222.Inserted section 9D makes provision allowing courts to grant decree that an electronic document is self-proving even if there is no presumption in respect of the document under section 9C.

223.Inserted section 9E allows the regulations to make provision in relation to alteration and authentication of and annexations to, electronically valid documents.

224.Inserted section 9F allows electronic documents to be delivered electronically (such as over the internet) or by other reasonable means (such as physical delivery of USB memory stick). Subsection (2) is self-explanatory.

225.Inserted section 9G (1) to (3) allows Scottish Ministers to make regulations allowing for electronic registration of electronically valid documents in any of the Keeper of the Registers of Scotland’s registers. Such a document must be of a type specified in regulations under subsection (3) and be electronically authenticated under section 9C, 9D or 9E(1). Subsection (6) list the documents to which the regulations need not apply.

Section 98: Amendment of Requirements of Writing (Scotland) Act 1995

226.This section is self-explanatory. See below on schedule 3.

Electronic conveyancing

Section 99: Automated registration

227.This section provides for the Keeper to run a computer system for electronic registration in the Land Register. Currently the Keeper runs an Automated Registration of Title to Land “ARTL” system for generating electronic conveyancing deeds and electronically submitting such deeds to the Keeper. This system was provided for by the Automated Registration of Title to Land (Electronic Communications) (Scotland) Order 2006 and its successors. The 2006 Order was made under the Electronic Communications Act 2000.

228.Subsection (3) allows Scottish Ministers to make various provisions in regulations regarding automated registration. This will allow provision to be made for ARTL or any successor system.

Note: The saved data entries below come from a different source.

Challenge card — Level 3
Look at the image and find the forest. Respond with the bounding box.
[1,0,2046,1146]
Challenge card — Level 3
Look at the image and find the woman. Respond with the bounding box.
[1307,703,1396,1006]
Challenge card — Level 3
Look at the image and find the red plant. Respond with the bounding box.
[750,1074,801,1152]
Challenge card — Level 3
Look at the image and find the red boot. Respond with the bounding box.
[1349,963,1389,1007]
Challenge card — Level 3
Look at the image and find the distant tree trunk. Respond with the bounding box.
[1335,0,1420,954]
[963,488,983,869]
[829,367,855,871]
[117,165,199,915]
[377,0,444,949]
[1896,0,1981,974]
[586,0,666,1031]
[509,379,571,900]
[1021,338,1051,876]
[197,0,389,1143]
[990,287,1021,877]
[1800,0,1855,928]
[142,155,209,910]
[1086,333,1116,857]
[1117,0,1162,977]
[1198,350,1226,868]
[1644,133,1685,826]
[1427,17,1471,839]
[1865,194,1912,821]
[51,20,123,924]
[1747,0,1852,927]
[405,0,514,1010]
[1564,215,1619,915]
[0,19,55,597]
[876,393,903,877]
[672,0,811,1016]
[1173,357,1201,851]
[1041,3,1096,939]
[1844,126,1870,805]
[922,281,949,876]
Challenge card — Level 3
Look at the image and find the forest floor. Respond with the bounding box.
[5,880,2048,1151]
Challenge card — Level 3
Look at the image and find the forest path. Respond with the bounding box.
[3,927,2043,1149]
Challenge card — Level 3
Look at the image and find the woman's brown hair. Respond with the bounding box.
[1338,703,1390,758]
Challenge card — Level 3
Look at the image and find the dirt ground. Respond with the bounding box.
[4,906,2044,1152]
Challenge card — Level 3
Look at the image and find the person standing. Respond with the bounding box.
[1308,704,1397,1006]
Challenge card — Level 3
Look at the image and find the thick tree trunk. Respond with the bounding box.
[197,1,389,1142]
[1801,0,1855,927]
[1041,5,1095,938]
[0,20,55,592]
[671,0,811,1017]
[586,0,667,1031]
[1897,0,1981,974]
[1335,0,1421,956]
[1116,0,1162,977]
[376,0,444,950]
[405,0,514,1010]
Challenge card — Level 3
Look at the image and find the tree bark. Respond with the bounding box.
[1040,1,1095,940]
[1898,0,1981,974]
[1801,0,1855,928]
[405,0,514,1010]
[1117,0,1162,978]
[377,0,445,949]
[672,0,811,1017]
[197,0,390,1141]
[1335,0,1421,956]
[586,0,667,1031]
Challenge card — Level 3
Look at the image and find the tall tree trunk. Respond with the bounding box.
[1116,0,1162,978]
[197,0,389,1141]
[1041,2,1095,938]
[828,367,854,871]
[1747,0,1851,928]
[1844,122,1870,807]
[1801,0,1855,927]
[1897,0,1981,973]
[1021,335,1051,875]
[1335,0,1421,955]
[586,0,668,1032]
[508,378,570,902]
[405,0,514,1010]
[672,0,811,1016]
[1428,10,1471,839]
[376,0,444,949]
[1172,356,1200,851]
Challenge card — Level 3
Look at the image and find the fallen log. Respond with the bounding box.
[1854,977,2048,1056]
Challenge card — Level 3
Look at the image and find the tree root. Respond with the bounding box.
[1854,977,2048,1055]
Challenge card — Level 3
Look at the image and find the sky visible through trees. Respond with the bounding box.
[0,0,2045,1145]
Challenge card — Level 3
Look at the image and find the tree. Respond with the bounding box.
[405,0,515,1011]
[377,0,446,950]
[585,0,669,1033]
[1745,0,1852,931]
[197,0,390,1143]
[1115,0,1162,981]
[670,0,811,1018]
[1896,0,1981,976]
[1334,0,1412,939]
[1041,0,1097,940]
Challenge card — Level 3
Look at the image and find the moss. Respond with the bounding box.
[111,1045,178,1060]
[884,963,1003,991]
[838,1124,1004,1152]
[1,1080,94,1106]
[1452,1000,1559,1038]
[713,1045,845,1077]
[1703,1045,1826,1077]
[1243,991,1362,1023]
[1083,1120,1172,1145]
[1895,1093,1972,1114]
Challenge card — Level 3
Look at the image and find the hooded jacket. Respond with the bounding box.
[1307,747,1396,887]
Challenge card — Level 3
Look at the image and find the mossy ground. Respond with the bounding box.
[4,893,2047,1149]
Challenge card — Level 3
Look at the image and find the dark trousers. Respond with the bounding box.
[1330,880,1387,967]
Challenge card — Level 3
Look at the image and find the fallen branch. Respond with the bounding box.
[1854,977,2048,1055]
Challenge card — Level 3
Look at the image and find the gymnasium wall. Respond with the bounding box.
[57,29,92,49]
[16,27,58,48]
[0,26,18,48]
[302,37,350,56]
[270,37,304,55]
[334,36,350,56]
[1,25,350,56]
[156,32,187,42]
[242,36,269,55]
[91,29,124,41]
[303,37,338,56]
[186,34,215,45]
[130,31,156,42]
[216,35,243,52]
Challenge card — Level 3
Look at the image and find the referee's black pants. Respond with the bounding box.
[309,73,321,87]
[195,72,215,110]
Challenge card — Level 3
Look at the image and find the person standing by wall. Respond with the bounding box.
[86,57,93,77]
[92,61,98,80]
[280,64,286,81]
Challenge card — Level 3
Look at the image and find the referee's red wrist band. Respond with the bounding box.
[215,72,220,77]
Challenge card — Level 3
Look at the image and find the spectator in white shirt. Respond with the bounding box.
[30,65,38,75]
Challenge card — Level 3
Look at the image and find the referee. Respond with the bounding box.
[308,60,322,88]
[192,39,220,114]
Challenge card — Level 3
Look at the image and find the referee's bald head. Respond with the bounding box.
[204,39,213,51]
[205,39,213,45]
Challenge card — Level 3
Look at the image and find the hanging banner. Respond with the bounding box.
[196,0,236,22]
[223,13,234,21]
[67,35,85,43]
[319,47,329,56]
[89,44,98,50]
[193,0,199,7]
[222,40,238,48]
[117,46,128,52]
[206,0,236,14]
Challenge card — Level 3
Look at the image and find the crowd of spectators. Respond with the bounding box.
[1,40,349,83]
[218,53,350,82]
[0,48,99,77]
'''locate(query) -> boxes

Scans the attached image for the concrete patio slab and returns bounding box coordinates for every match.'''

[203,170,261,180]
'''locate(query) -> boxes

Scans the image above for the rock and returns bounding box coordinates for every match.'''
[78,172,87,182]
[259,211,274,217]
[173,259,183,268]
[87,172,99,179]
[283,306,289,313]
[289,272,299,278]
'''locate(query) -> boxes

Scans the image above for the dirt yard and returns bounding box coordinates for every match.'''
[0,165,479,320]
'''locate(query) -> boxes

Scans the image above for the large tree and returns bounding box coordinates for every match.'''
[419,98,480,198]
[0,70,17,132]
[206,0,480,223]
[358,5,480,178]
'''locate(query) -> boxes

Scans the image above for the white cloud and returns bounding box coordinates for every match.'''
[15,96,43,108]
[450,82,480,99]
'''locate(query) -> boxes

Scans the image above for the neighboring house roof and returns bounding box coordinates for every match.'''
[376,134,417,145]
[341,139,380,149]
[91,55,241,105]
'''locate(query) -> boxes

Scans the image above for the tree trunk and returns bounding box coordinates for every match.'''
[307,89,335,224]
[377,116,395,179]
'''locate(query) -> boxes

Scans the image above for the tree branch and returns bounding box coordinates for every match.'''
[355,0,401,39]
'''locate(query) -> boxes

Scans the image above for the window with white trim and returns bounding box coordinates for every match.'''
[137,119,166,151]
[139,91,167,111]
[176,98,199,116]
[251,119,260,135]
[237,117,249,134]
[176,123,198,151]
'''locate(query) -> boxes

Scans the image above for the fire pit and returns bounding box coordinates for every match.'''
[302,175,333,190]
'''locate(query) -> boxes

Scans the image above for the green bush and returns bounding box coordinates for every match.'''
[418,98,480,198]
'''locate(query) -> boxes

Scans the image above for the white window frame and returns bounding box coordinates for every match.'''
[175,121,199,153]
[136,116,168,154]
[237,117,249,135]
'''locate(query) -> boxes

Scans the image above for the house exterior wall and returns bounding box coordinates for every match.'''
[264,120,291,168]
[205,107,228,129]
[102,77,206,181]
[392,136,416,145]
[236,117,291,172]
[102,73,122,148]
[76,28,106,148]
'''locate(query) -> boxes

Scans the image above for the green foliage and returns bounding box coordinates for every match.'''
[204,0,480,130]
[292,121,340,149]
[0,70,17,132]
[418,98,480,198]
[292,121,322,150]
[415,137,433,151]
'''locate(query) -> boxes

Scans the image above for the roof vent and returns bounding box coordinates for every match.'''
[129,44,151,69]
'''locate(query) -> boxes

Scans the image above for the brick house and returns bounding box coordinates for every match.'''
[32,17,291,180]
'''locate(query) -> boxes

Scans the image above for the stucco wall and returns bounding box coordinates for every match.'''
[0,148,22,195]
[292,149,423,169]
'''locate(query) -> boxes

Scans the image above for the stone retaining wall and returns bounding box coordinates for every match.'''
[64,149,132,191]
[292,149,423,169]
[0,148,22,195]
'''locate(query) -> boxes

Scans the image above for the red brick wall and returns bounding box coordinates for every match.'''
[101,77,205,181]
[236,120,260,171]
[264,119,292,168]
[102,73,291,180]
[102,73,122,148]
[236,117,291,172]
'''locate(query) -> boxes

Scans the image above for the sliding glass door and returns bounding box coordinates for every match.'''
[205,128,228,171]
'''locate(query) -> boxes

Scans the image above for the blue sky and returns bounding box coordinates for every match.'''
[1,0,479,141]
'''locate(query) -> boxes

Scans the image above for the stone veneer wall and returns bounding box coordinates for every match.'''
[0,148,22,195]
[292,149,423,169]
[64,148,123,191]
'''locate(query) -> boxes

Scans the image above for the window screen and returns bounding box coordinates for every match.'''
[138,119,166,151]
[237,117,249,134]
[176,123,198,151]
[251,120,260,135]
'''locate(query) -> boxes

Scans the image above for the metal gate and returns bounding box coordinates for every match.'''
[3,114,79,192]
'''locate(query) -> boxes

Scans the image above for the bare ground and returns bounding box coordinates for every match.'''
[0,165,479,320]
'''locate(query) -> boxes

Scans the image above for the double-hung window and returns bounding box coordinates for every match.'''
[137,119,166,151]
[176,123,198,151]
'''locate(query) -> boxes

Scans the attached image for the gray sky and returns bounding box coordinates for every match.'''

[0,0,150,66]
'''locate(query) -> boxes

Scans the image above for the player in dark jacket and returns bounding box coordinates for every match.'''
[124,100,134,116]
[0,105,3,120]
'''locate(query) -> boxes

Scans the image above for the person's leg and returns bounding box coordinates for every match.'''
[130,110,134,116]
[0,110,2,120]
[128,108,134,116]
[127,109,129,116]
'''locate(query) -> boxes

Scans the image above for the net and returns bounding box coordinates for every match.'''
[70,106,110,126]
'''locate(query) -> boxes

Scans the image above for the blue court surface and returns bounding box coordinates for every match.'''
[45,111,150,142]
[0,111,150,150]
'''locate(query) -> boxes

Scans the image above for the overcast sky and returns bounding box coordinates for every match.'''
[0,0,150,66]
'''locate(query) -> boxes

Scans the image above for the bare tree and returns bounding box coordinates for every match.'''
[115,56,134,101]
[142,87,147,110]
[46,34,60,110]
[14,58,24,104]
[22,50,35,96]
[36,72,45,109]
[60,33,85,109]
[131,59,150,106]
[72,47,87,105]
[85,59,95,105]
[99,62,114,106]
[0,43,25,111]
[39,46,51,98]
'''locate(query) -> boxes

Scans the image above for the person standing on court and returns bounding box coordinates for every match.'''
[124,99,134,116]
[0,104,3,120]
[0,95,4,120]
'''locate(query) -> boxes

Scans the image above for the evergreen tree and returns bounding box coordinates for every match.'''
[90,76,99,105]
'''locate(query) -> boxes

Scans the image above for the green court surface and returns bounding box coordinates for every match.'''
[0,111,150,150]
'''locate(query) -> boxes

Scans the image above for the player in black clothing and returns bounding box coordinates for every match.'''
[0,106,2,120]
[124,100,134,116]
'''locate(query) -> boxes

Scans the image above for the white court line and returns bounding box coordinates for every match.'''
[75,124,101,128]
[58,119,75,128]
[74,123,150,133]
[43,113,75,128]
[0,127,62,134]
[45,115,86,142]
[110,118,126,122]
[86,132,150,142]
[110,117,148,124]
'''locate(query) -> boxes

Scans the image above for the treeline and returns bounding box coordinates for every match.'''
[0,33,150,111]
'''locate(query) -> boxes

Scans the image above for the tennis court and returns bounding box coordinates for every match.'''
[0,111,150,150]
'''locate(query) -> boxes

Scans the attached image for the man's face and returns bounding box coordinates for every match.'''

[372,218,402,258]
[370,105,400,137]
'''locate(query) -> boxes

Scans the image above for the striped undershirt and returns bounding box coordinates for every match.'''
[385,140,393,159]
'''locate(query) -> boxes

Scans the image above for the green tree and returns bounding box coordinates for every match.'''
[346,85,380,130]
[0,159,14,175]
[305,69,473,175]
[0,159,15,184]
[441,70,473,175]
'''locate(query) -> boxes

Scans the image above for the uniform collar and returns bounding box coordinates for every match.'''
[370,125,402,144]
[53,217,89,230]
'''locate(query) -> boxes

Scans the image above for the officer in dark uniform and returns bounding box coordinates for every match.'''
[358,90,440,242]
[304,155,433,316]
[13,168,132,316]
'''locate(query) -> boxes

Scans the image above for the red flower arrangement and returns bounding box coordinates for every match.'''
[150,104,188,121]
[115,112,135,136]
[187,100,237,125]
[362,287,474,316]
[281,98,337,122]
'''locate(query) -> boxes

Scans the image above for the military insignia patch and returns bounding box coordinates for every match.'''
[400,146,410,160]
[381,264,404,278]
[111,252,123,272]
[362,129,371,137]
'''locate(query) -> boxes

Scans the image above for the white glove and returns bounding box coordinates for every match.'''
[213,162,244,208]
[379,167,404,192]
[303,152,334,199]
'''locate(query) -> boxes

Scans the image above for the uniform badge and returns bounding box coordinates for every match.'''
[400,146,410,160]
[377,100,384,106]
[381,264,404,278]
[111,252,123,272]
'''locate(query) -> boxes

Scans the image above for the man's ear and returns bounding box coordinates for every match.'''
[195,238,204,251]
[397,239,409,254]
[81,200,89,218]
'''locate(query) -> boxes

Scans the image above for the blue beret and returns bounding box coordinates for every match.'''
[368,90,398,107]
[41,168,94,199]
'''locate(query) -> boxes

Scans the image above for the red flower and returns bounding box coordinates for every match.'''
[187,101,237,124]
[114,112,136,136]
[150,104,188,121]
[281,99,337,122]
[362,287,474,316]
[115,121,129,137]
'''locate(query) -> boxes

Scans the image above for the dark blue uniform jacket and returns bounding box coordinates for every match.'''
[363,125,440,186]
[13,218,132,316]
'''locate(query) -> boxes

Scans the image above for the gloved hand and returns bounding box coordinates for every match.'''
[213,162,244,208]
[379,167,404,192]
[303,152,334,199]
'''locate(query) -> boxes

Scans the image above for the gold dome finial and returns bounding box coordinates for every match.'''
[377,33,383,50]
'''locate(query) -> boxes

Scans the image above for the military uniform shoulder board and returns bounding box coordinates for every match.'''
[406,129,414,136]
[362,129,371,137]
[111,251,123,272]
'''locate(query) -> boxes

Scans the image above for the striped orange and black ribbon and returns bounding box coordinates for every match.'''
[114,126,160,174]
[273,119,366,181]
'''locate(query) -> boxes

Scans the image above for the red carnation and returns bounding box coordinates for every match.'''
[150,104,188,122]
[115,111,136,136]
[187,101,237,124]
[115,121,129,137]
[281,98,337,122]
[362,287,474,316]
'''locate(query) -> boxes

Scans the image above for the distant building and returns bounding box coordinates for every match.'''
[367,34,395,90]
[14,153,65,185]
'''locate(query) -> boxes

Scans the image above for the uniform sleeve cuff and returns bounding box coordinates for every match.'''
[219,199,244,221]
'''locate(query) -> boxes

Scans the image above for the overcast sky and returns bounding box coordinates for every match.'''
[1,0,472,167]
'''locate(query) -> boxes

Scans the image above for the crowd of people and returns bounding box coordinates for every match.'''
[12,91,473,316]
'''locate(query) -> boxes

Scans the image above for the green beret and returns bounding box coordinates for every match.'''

Electronic recording and registration

Section 100: Power to enable electronic registration

229.This section makes provision for Scottish Ministers to make provision in regulations for electronic registration in any of the Keeper’s registers (including the General Register of Sasines, the Register of Inhibitions and the Books of Council and Session). Section 99 only makes provision for the Land Register. Subsection (3) allows the regulations to modify enactments in consequence of the power in subsection (1).